[PATCH 2/2] perf stat: add per processor socket count aggregation

From: Stephane Eranian
Date: Wed Feb 06 2013 - 09:46:32 EST


This patch adds per-processor socket count aggregation
for system-wide mode measurements. This is a useful
mode to detect imbalance between sockets.

To enable this mode, use --aggr-socket in addition
to -a. (system-wide).

The output includes the socket number and the number
of online processors on that socket.
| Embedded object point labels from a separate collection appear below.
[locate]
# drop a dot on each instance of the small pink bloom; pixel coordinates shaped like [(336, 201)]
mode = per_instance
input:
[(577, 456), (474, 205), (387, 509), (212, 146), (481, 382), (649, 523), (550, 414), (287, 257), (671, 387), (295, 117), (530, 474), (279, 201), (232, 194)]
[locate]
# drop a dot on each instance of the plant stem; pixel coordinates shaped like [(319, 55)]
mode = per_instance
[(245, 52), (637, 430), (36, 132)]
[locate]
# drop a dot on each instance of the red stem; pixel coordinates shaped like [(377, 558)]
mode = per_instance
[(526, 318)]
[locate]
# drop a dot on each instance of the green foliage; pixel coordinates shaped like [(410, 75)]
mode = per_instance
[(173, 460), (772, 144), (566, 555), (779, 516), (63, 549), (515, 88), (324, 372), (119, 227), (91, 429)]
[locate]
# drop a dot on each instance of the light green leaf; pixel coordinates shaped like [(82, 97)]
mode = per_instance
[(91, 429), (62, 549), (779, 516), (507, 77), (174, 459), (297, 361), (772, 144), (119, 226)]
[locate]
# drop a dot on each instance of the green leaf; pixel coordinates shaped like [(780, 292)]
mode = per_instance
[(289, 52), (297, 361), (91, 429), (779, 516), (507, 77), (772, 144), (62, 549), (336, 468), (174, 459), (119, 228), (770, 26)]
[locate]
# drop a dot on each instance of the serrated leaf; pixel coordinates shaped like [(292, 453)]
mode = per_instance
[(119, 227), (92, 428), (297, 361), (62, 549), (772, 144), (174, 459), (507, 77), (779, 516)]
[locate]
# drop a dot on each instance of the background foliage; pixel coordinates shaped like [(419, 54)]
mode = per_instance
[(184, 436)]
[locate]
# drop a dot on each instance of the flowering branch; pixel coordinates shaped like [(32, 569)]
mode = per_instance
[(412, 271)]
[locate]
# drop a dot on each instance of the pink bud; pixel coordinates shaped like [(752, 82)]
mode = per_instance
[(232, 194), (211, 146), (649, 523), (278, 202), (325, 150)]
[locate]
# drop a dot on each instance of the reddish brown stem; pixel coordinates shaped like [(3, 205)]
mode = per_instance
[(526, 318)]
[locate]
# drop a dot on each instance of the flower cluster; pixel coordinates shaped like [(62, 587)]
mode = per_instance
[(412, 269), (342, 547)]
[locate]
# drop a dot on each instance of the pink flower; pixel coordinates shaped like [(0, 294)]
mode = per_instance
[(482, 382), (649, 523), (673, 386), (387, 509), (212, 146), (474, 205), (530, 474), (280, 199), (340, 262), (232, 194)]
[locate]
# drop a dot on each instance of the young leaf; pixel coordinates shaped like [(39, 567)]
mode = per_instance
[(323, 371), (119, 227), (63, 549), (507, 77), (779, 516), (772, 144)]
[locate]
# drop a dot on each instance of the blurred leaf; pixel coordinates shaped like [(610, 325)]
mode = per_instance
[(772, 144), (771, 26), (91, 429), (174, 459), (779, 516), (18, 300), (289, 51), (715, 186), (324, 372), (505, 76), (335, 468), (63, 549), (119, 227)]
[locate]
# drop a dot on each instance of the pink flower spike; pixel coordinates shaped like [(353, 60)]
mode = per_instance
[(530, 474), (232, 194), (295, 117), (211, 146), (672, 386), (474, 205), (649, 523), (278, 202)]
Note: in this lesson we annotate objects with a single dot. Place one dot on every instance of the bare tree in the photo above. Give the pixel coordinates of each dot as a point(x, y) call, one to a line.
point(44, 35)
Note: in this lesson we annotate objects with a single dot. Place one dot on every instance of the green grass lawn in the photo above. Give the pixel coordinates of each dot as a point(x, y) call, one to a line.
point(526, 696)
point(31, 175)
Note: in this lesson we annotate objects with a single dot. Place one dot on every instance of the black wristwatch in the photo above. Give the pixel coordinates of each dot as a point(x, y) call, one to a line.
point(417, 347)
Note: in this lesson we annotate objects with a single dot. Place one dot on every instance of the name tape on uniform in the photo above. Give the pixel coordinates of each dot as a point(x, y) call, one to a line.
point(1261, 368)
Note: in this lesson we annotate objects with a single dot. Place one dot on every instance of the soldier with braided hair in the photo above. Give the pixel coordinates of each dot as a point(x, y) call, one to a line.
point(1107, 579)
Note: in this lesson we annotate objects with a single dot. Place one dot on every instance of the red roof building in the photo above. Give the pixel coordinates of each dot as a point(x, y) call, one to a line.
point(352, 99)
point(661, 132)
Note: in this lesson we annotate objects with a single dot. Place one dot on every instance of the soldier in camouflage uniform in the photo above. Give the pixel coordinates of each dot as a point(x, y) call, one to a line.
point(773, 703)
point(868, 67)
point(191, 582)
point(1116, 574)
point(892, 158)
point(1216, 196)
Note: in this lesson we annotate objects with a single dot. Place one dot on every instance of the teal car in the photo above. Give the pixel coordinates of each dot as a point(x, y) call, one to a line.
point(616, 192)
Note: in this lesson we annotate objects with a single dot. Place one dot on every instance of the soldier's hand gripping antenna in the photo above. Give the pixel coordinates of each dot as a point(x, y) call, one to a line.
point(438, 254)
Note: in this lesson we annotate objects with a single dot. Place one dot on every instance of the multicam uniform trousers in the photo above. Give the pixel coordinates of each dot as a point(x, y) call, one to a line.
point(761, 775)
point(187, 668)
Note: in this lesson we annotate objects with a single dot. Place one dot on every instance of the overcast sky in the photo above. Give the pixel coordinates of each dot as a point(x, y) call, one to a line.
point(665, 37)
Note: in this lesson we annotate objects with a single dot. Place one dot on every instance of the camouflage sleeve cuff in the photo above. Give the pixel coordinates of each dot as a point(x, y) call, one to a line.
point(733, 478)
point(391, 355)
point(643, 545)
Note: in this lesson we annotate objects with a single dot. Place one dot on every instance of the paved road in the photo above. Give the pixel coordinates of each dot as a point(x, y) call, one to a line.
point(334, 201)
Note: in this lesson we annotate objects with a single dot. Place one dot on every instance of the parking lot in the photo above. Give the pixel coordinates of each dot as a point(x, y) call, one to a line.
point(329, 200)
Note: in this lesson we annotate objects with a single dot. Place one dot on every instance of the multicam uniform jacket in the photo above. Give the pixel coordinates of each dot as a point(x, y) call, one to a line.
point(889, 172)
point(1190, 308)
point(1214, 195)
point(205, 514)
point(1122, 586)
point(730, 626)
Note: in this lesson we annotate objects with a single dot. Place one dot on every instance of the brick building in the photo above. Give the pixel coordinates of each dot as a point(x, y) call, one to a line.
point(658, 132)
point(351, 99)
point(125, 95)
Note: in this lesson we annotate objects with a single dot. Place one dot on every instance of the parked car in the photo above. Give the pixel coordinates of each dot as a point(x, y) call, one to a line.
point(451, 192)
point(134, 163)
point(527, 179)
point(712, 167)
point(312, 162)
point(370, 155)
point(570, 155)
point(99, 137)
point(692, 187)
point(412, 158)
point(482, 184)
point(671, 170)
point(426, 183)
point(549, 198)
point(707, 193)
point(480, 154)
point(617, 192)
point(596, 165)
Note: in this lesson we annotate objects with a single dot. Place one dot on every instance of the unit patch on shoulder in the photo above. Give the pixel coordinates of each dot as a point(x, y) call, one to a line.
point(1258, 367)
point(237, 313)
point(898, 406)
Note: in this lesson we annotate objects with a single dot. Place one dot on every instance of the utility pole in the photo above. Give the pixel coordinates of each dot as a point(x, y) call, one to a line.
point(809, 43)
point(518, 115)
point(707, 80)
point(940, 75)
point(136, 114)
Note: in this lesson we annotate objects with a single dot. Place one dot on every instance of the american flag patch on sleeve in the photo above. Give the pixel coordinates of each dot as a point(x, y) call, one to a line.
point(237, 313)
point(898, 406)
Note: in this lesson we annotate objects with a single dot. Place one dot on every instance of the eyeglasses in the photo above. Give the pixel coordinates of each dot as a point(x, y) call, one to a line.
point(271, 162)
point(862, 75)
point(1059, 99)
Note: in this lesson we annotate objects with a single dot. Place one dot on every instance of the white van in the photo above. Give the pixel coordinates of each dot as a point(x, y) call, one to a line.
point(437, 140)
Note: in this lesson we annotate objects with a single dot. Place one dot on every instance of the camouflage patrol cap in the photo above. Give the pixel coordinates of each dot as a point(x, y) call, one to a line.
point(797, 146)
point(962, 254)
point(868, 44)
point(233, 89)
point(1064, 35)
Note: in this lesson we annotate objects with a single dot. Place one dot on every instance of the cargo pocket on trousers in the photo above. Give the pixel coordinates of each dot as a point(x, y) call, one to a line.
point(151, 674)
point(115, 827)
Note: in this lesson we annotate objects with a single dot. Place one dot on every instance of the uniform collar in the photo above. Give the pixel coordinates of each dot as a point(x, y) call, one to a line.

This is useful
to gauge the amount of aggregation.

# ./perf stat -I 1000 -a --aggr-socket -e cycles sleep 2
# time socket cpus counts events
1.000097680 S0 4 5,788,785 cycles
2.000379943 S0 4 27,361,546 cycles
2.001167808 S0 4 818,275 cycles

Signed-off-by: Stephane Eranian <eranian@xxxxxxxxxx>
---
tools/perf/builtin-stat.c | 126 +++++++++++++++++++++++++++++++++++++++++----
1 file changed, 115 insertions(+), 11 deletions(-)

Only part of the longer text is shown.